Additionally, UAV modeling is helping construction companies to create progression maps for their clients. With interactive progression maps, construction workers no longer need to let their clients walk around the job site. Instead, foremen and project mangers can give their clients a high-quality interactive map that shows in-depth information about the progress of the job and the amount of material that has been used during the building process. Drones are going to have a big impact in the construction industry during the years to come.

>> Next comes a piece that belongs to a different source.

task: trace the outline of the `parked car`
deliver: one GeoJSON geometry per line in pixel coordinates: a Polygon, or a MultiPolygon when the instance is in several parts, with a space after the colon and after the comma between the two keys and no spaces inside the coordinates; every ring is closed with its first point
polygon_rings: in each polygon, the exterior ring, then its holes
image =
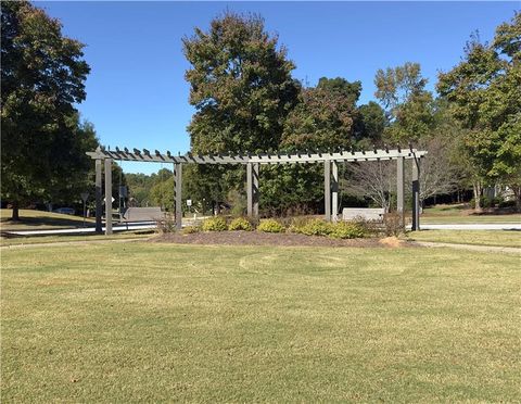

While it does involve some hefty upfront costs and time investment, UAV pipeline inspections are one of the more lucrative opportunity for drone pilots. Light Detection and Ranging (LIDAR), multispectral and hyperspectral sensors have become valuable tools for the oil industry. Oil and gas companies are now hiring full-time drone pilots to inspect pipelines, look for leaks and even find potential drilling locations. By looking for areas rich in hydrocarbon, drone modeling technology enables the oil and gas companies to find resources from the sky.
Companies using drones for pipeline inspections and oil drilling generally pay extremely high salaries. However, only the most skilled pilots are able to make money flying drones in this field. In order to prove your value to an oil company, you’d need a well-developed resume of past jobs. Additionally, you’ll need to prove to them that you can provide the deliverables they need. With proper drone training, some hard work and constant practice, you have the potential to earn some serious money as a pilot.
One of the industries that our drone pilots have found success in is film. By using photogrammetry to produce drone models of movie sets, pilots can provide a valuable service to those in the entertainment industry.
When planning a film shoot, producers are often looking for a way to determine the optimum camera placement ahead of time. There's no better way to do so than with aerial models. By looking at the film set location from above, producers can get an idea of what the camera will see if placed in a certain location on set. It helps filmmakers to better prepare for a shoot and to produce their films in the most efficient possible manner. As a result, drone pilots who make models have become quite popular among Hollywood-types.
We often hear pilots confuse the term "mapping" for "modeling". We've been guilty of it ourselves. It is, however, important to note the difference.
Making drone models is one thing, but interpreting them is a whole different field. "Mapping" actually refers to the practice of interpreting topographical and orthomosaic images. This is usually done to measure various aspects of the landscape for infrastructure projects. If you wanted to work for the government to survey land that roads are going to be built on, you would do so by creating and interpreting drone maps.
However, mapping, in this sense of the word, requires the practitioner to hold a surveyor's license and can not be practiced otherwise. After all, it's high-stakes work!
It may be nit-picky, but we're just doing our part to encourage more responsible behavior among drone pilots. So, until you have the necessary licenses, stick to making 3D models with your drone and leave the mapping to the surveyors.